LLM Evaluation for Agents
Evaluating agents is harder than evaluating single LLM calls because: (1) Tasks are open-ended, (2) Multiple valid paths exist, (3) Non-deterministic. Key metrics: Task completion rate (do tests pass?), Turn efficiency (tool calls per task), Tool error rate (% of tool calls that fail), Quality (human or LLM-as-judge rating). Standard benchmark: SWE-bench (GitHub issues, pass associated tests). State-of-the-art: ~50-60% pass rate as of 2026.
Safety Guardrails for Production Agents
Input validation
Check for prompt injection attempts. Sanitize user inputs before they reach tool calls.
Scope limiting
Restrict tool access to allowed paths, domains, APIs. Never allow unrestricted filesystem or network access.
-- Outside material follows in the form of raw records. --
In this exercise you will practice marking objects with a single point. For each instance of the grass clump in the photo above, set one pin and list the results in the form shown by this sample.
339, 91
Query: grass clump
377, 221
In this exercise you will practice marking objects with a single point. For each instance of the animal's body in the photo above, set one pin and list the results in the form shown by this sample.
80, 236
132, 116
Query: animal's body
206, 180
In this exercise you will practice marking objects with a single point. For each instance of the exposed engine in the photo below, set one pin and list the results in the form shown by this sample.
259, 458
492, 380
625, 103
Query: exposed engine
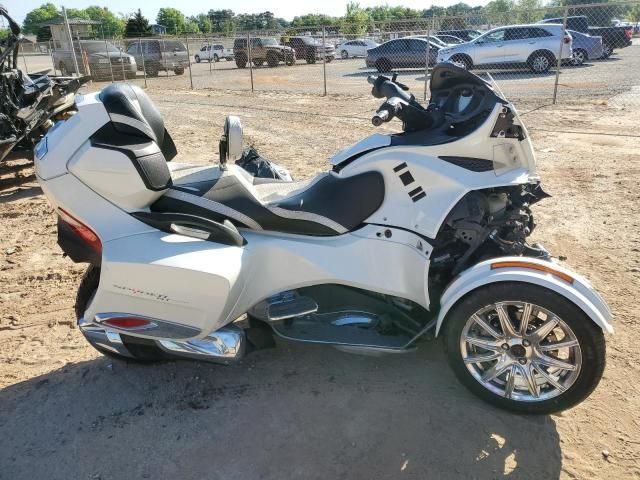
485, 224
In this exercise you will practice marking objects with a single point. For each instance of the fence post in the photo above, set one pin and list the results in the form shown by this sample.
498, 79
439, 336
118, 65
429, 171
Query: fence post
73, 48
106, 51
250, 59
186, 36
53, 62
564, 31
324, 59
144, 70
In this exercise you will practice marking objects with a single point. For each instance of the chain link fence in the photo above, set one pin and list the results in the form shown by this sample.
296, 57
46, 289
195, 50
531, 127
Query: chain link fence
581, 53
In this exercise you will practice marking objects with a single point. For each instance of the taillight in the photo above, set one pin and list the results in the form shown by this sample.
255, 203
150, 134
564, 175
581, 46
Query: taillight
129, 323
85, 233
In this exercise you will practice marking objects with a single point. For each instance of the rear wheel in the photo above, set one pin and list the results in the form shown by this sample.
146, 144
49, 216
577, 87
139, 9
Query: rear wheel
540, 62
241, 61
143, 350
383, 65
579, 56
272, 60
524, 348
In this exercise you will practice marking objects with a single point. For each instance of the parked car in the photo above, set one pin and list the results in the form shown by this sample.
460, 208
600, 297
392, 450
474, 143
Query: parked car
401, 53
463, 34
310, 48
100, 59
585, 47
262, 50
155, 55
449, 39
355, 48
612, 37
213, 52
535, 46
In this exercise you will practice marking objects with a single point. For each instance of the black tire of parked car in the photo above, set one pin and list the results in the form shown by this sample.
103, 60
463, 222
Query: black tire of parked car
241, 61
152, 69
143, 350
589, 335
463, 60
541, 61
579, 56
383, 65
310, 56
272, 59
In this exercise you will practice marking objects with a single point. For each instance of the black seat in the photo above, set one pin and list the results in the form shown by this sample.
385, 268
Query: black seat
133, 113
329, 205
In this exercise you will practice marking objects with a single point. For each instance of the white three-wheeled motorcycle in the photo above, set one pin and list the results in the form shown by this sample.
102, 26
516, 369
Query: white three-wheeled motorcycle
415, 233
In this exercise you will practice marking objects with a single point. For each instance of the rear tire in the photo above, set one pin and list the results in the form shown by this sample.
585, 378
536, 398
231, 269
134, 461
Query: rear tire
383, 65
463, 61
272, 60
589, 338
540, 62
241, 61
143, 350
579, 57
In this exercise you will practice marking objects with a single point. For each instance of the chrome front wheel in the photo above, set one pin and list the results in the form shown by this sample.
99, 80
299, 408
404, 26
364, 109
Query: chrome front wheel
524, 347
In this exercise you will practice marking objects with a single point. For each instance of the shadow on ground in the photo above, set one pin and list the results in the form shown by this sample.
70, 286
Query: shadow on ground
292, 412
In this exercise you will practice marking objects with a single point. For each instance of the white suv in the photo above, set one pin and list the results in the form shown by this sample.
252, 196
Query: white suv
536, 46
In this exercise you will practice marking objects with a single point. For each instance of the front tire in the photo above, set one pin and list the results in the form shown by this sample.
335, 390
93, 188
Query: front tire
143, 350
524, 348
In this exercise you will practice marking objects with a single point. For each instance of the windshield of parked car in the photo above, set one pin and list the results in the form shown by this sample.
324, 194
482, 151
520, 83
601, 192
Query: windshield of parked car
98, 47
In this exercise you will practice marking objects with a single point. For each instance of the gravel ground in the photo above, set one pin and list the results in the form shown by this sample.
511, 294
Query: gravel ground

Destructive action confirmation
For irreversible actions (delete, send email, push code), require explicit human confirmation.
Output validation
Check agent outputs before surfacing to users. Use separate safety classifier if needed.
Audit logging
Log every tool call with inputs/outputs. Essential for debugging and compliance.
Rate limiting
Limit tool calls per session to prevent runaway agents consuming excessive resources.